Chlorophyll content and above-ground part dry weight data from the second round of plant experiments demonstrated that the ∆phaC2 mutant does not affect the growth of the above-ground part of Jidou 17.

Electron microscope scan

To further observe the morphology of the mutant strain, we chose the bacterial solution of the platform stage for transmission electron microscopy observation and counted the number of its PHB particles, whose results are shown in Figure 1-4-1 and Figure 1-4-2.

Fig. 1-4-1 The results of TEM. (a-b) Sinorhizobium fredii CCBAU45436. (c-d) ∆phaC2
Fig. 1-4-2 The results of data statistics.

The number of PHB particles in the wild-type strain and the mutant strain showed a significant difference, further validating the success of the phaC2 deletion module.

Total Lipid TLC Analysis

In order to analyze the changes in fatty acid content in ∆phaC2 strains, we used thin-layer chromatography to analyze the amount of triacylglycerol (TAG) in ∆phaC2 strains as a proxy for fatty acid content (Figure 1-5-1).

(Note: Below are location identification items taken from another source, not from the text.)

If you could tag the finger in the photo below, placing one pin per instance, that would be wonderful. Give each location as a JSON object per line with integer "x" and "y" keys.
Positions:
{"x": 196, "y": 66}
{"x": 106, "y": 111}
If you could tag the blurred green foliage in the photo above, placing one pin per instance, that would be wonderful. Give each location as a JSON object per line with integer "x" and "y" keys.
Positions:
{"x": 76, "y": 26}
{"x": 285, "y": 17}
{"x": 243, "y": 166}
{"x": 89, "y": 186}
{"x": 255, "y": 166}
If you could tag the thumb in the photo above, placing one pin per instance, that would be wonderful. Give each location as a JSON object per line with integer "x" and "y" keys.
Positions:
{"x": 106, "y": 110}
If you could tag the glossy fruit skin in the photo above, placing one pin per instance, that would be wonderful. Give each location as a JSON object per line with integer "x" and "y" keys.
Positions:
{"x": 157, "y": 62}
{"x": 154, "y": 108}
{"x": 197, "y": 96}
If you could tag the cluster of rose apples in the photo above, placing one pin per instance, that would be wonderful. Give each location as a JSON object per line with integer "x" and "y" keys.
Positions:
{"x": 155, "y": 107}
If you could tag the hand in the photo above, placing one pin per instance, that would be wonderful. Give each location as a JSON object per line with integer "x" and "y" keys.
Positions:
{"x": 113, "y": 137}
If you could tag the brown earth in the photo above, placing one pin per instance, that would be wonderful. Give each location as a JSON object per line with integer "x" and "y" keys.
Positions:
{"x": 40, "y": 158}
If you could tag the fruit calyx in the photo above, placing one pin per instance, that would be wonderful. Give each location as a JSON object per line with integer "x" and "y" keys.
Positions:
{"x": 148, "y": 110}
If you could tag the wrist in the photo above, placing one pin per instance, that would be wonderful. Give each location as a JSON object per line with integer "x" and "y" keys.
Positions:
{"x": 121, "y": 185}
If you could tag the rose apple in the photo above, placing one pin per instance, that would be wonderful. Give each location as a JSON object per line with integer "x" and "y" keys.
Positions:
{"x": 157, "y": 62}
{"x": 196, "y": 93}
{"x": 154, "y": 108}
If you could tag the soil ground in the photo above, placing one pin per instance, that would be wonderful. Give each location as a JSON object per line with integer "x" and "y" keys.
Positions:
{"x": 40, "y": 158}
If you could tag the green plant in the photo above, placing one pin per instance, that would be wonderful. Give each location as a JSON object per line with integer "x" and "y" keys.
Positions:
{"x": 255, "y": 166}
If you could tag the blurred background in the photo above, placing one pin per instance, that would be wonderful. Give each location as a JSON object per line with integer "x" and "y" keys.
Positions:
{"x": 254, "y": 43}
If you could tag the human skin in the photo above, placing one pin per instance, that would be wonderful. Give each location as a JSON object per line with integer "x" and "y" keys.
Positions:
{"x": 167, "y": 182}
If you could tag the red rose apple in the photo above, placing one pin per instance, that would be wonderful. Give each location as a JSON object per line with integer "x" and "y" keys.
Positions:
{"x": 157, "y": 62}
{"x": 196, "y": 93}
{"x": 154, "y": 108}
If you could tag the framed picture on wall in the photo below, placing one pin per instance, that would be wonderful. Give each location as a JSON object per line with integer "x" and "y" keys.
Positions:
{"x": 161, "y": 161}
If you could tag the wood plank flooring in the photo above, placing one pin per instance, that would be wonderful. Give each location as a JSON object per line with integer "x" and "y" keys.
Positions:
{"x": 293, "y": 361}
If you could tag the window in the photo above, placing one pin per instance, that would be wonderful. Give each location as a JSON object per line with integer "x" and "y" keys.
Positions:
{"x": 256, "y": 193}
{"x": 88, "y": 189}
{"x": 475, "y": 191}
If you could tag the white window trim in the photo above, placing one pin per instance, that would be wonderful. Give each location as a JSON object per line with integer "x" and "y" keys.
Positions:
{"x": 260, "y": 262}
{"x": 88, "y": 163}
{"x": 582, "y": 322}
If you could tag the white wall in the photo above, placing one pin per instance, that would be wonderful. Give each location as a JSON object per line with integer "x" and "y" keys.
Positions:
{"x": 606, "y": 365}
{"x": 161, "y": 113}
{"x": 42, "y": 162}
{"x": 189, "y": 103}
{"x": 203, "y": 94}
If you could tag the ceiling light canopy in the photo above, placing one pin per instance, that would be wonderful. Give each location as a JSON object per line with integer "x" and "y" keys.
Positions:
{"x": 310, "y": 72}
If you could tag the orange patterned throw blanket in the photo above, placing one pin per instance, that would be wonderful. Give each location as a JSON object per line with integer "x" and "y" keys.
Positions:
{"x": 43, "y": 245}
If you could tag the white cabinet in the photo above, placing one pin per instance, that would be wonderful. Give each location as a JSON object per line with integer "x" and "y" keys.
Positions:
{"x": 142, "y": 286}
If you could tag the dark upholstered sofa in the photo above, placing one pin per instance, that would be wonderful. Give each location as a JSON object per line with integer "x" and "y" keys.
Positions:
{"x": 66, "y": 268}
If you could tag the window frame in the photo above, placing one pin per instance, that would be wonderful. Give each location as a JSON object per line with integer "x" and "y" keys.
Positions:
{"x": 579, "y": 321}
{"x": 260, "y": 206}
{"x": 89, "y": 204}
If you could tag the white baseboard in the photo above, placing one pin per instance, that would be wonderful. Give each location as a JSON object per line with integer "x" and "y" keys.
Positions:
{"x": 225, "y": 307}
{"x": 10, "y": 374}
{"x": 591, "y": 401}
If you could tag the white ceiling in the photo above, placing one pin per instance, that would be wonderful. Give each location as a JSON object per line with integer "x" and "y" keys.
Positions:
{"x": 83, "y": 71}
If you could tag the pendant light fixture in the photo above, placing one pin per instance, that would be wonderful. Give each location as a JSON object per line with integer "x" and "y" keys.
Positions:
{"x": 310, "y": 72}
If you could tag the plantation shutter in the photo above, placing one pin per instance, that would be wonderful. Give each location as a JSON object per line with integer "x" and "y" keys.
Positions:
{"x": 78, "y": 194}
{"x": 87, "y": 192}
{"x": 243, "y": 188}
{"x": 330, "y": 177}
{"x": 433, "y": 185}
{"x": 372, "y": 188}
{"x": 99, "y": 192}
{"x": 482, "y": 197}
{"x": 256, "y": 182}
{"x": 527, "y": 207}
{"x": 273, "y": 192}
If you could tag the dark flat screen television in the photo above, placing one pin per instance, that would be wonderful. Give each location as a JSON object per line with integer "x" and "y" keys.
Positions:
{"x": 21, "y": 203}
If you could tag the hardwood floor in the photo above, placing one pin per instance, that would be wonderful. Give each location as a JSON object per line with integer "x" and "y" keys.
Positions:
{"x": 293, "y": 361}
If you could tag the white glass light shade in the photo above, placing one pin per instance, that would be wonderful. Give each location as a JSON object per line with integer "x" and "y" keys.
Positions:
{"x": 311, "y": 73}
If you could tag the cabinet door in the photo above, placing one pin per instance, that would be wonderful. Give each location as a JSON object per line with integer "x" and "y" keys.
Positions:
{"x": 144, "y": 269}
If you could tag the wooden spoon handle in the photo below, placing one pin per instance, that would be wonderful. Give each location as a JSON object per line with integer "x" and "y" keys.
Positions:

Fig. 1-5-1 The results of TLC.

∆phaC2 strains were able to show a significant increase in the content of TAG compared to the wild type. We believed that this is due to the altered fatty acid content. This is in line with our design. The deletion of phaC2 gene leads to an increase in the substrates for fatty acid synthesis, which in turn leads to an increase in fatty acid content.